Data management rubric

Data management

Skills Beginning performance 1 Developing performance 2 Accomplished performance 3 Outstanding performance 4

A. Capacity to assess the quality (i.e. identify issues and their types) of a biodiversity dataset.

Only uses visual checks to analyse quality. Cannot differentiate between types of errors. Can detect missing values in required fields and severe data inconsistencies.

Can only use very basic techniques (e.g. sorting) to analyse data quality. Can detect mismatches between field names and content. Can consistently identify technical errors, but only the most typical consistency errors in a dataset.

Can use specific tools and techniques to assess quality. Recognizes the minimum level of disaggregation/normalization needed for common use and publishing. Can consistently identify technical errors and most of the consistency errors in a dataset.

Uses a systematic approach to dataset analysis covering all major data domains. Can consistently identify both technical and consistency errors in a dataset. Can use other sources of data (e.g. metadata or other datasets) to identify or infer consistency errors in a dataset.

B. Capacity to perform data format correction.

Can only make corrections manually in the tables. Shows generic knowledge about use of format types in digital data (e.g. dates, strings, numbers)

Can identify at least one specific tool to automatically correct format errors, but can only use it in specific cases. Otherwise, uses simple mechanisms (e.g. ‘find & replace’) to solve issues.

Can use at least one tool to automatically correct format errors.

Can use advanced features of more than one tool to correct format errors.

C. Capacity to perform nomenclatural data correction.

Can only make corrections manually in the tables. Only uses personal knowledge of known taxonomic groups.

Can identify at least one specific tool to automatically correct nomenclatural errors, but can only use it in specific cases. Otherwise, uses simple mechanisms (e.g. ‘find & replace’) to solve issues.

Can use at least one tool to automatically correct nomenclatural errors. Can find and use suitable reference nomenclatural information for the taxonomic groups with which (s)he usually works.

Can use more than one tool to correct nomenclatural errors. Can find and use suitable reference nomenclatural information for taxonomic groups outside of his/her areas of expertise.

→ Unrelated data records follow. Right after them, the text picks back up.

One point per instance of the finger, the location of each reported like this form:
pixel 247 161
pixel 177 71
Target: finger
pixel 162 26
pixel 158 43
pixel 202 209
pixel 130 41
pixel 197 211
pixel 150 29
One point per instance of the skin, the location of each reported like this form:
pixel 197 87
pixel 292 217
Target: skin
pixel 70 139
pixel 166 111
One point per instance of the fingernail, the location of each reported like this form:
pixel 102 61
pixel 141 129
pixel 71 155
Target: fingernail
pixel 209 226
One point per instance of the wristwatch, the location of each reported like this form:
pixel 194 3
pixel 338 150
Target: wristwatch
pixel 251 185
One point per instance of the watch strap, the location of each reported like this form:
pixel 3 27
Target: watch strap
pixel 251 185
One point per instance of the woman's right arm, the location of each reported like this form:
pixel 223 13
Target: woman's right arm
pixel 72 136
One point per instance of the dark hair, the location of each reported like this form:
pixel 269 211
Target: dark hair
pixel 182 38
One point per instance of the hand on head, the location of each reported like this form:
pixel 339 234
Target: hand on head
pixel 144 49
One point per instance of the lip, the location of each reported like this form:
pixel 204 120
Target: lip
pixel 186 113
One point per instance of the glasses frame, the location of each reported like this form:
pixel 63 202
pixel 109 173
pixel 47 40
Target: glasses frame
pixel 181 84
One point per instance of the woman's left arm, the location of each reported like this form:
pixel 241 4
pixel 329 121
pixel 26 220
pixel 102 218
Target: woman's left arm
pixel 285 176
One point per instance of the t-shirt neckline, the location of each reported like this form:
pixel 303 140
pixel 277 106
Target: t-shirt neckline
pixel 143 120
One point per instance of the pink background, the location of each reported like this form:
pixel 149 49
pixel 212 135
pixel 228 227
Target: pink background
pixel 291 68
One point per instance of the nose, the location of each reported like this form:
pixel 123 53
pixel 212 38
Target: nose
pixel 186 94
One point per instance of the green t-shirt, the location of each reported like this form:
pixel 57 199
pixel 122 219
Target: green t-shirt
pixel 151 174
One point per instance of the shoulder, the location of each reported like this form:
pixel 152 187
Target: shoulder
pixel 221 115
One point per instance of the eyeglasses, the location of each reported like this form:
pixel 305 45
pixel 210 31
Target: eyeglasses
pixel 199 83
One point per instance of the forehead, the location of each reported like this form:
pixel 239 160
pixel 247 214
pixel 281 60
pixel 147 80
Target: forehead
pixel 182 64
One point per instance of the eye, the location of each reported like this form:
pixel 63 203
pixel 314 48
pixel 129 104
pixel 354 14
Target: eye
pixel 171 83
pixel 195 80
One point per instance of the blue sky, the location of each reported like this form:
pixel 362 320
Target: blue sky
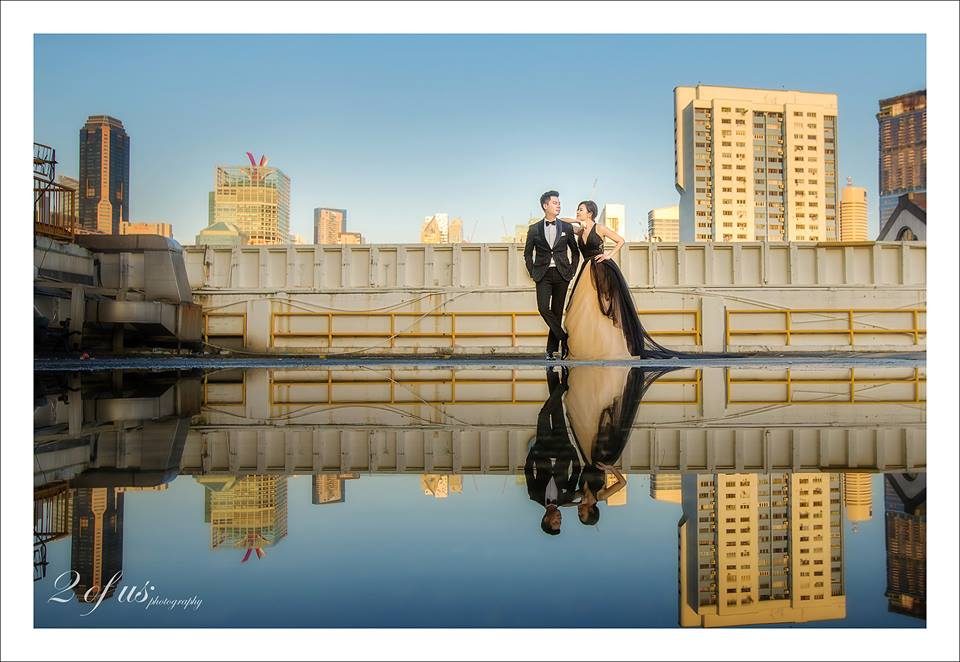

D. Capacity to perform geographical data correction.

Can only make corrections manually in the tables. Only uses personal knowledge of known geographical areas.

Can identify at least one specific tool to map and/or automatically correct errors in geographical information, but can only use it in specific cases. Otherwise, uses simple mechanisms (e.g. ‘find & replace3’) to solve issues.

Can use at least one tool to map and/or automatically correct errors in geographical information. Can find and use suitable reference geographical information in a suitable format for the areas with which (s)he usually works.

Can use more than one tool to map and/or automatically correct errors in geographical information. Can find and use reference geographical information in a suitable format for areas outside of his/her areas of expertise.

E. Capacity to use specific software (e.g. OpenRefine) as tools for data cleaning.

Can identify at least one data cleaning tool. Can identify the main features of a data cleaning tool (e.g. OpenRefine).

Can identify multiple data cleaning tools. Can use one or a few of the basic features of data cleaning software to clean a dataset (e.g. create an OpenRefine project, use faceting, filtering, clustering or reconciling).

Can use all the basic features of a data cleaning software to clean a dataset (e.g. in OpenRefine: faceting, filtering, clustering, reconciling).

Can use the advanced features of one or more data cleaning software packages to clean datasets (e.g. in OpenRefine: use API, regular expressions, Google Refine Expression Language).

F. Capacity to document data transformation procedures.

Seldom describes any changes made while curating, formatting, or transforming data.

Describes changes made most of the time. Doesn’t describe changes consistently or fully (e.g. describes the change, but not the author).

Always remembers to describe changes made. Always describes changes consistently, so that all edits of the same type can be easily identified.

Can accurately and consistently describe changes made in a repeatable way.